While addressing international conference on Regional Dynamic and Strategic Concerns in South Asia, he highlighted that the Astana declaration resolutely supported the efforts of the Government and the people of Afghanistan aimed at asserting a peaceful and stable state free of terrorism, extremism and illegal drug trafficking based on the United Nations’ central coordinating role in international efforts to stabilize the country and ensure its development.
He observed that Kabul was being provided wide-scale assistance in areas as defense, law enforcement, transport development, energy, anti-drug operations, training national experts, etc., both on bilateral and multilateral bases. The SCO members take an active part in a number of important international regional projects that also involve Afghanistan.
Sharing Pakistan’s concerns on India’s influence in Afghanistan, Ambassador (R) Rustam Shah Mohmand, Former Ambassador of Pakistan to Afghanistan, said that the ongoing conflict has multidimensional implications for the former – from a stabilized border to acts of terrorism; decrease in the volume of bilateral trade to the plight of both refugees and returnees.
Dr.
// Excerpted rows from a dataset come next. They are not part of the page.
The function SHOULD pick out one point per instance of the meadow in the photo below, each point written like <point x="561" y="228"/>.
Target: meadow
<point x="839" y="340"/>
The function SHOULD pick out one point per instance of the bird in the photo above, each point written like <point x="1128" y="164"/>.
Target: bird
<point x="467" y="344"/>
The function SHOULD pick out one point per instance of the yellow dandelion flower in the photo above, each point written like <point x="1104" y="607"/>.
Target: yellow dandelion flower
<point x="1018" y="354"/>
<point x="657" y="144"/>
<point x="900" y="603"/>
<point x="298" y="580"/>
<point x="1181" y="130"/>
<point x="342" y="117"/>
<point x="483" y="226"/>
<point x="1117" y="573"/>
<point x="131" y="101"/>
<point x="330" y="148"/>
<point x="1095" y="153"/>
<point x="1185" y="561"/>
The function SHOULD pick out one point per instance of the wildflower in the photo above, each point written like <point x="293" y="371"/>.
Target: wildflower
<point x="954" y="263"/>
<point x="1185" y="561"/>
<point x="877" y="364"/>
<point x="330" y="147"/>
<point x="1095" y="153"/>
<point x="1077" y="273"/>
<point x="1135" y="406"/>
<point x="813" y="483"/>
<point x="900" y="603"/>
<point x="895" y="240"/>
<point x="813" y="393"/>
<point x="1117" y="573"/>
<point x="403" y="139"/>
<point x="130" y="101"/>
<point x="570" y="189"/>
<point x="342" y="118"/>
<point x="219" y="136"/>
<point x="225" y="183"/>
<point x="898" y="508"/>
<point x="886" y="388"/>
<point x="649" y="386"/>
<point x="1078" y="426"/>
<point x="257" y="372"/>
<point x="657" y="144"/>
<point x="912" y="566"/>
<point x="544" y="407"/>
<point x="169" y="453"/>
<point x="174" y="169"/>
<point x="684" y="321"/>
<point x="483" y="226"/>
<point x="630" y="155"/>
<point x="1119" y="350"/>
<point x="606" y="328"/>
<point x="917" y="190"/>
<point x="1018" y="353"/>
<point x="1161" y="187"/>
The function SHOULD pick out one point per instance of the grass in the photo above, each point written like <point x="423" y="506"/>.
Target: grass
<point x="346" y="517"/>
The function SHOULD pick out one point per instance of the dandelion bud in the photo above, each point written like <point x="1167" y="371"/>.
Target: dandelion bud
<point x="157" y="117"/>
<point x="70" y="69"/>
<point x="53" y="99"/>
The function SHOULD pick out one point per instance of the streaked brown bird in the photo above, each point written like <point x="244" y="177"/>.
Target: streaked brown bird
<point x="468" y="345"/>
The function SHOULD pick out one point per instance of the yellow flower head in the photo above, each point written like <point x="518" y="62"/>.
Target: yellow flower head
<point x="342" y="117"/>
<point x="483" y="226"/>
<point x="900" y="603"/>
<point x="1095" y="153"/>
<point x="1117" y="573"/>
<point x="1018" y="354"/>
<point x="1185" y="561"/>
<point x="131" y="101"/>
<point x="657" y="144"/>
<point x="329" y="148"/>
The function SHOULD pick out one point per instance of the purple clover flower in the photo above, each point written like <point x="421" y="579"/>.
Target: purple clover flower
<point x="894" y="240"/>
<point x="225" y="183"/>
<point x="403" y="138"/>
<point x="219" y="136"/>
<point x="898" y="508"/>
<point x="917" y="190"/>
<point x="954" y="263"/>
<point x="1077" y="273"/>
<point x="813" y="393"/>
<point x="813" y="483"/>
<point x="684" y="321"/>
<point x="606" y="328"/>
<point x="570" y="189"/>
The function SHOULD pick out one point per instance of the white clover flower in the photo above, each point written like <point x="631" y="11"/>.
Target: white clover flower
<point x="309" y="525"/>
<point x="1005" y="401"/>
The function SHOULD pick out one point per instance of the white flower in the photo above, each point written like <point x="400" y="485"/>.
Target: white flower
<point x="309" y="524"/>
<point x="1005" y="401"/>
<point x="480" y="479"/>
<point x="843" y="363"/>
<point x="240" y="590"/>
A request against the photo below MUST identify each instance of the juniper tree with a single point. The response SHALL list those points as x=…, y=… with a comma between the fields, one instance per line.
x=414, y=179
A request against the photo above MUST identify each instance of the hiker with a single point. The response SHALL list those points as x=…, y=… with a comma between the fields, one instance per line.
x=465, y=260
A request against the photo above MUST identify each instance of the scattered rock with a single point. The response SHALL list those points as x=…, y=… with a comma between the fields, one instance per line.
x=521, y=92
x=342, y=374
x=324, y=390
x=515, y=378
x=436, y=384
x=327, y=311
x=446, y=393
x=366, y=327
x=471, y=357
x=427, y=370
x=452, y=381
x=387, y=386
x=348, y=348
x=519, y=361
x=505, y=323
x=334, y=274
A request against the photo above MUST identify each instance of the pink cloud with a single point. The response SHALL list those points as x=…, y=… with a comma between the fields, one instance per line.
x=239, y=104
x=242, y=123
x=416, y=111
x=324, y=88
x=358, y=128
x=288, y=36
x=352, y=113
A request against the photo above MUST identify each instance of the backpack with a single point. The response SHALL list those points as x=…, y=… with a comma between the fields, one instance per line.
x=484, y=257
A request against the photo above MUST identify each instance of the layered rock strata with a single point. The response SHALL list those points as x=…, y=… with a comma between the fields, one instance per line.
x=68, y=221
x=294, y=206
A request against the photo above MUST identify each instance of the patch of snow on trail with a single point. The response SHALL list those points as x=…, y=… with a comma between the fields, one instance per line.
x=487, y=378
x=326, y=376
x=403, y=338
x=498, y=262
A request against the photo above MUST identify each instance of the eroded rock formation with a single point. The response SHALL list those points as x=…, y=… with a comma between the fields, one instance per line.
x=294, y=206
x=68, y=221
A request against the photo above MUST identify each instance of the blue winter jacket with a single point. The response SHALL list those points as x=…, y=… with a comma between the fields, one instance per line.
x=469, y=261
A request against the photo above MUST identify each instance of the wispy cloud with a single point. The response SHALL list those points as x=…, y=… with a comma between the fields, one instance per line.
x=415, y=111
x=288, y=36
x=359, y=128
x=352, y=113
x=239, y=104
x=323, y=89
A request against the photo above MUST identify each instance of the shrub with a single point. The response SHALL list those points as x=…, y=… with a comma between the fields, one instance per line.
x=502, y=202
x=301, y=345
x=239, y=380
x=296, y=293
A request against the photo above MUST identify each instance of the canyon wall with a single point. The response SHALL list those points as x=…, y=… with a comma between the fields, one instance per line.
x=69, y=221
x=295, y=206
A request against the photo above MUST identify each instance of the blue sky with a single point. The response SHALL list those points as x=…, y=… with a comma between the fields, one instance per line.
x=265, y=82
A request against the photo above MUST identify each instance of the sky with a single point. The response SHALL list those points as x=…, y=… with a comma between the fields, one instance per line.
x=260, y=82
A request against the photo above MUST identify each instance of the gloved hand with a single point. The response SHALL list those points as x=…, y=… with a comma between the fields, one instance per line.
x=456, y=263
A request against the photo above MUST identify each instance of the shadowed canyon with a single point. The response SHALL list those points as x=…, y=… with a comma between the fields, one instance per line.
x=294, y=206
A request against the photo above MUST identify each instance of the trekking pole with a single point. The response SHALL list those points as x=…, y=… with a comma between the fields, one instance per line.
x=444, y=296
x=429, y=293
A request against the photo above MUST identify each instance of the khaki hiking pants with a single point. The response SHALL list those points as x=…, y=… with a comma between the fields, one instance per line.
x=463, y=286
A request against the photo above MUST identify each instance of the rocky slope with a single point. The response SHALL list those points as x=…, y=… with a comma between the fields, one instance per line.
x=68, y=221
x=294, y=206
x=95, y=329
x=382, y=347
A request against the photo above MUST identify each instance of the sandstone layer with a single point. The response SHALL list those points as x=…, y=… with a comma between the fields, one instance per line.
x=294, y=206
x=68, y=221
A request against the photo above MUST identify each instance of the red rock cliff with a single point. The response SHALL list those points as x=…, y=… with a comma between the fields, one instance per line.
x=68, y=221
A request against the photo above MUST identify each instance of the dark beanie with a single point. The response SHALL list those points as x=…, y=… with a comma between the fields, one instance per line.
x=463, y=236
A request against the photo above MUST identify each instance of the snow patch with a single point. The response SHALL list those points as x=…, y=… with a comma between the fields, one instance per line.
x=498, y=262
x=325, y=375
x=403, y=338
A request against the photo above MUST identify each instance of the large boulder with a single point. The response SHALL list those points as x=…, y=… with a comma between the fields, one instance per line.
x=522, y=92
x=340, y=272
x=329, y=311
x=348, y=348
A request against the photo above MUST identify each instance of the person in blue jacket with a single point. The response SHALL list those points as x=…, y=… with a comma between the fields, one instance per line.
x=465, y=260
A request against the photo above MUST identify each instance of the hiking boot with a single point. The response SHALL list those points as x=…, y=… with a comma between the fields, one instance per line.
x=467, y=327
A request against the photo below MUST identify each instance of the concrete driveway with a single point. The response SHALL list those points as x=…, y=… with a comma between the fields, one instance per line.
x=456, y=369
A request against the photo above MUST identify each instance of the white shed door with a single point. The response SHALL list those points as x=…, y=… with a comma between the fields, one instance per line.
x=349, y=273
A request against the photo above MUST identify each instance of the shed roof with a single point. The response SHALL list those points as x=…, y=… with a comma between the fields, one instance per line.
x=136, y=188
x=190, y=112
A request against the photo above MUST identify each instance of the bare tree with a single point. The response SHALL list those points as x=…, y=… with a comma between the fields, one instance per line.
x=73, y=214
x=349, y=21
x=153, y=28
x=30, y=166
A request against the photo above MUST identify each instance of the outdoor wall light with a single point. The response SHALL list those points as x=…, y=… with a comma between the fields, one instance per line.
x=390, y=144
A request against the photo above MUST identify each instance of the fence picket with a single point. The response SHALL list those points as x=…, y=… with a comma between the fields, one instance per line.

Attaullah Wahidyar, Senior Advisor from the Ministry of Education, Kabul, discussing the ingress of non-state actors in South Asia was of the view that Daesh, Islamic State or ISIS are all part of the same ‘terrorism industry’. However, he felt that while the entire globe hosts such agar plates like the Islamic State of Iraq, Asia in general and central Asia specifically seems to be more generous where ISIS has over 8000 recruits.
Ambassador (R) Mohammad Sadiq, Former National Security Secretary and Ambassador of Pakistan to Afghanistan, Government of Pakistan, while chairing the session “Strategic Situation in Afghanistan and its Regional Implications” said that while the stalemate in Afghanistan is not going to end soon, there are clear ethnic fault-lines which the Taliban cannot cross.
Professor Dr Pervaiz Iqbal Cheema, Dean, Faculty of Contemporary Sciences, National Defence University provided a comprehensive overview of the Jammu and Kashmir dispute and said that in the aftermath of the cold-blooded murder of Burhan Muzaffar Wani, a wave of carnage has been unleashed by India across the occupied Valley. In his concluding Vote of Thanks, Ambassador (R) Abdul Basit, President, IPRI was optimistic that the deliberations which emerged out of the conference had the potential to chalk out future trajectories for Pakistan’s foreign policy in a highly dynamic geographic and strategic environment. ‘The Kashmir issue remains the core bone of contention between Pakistan and India – peace in the region is dependent on its amicable and just resolution.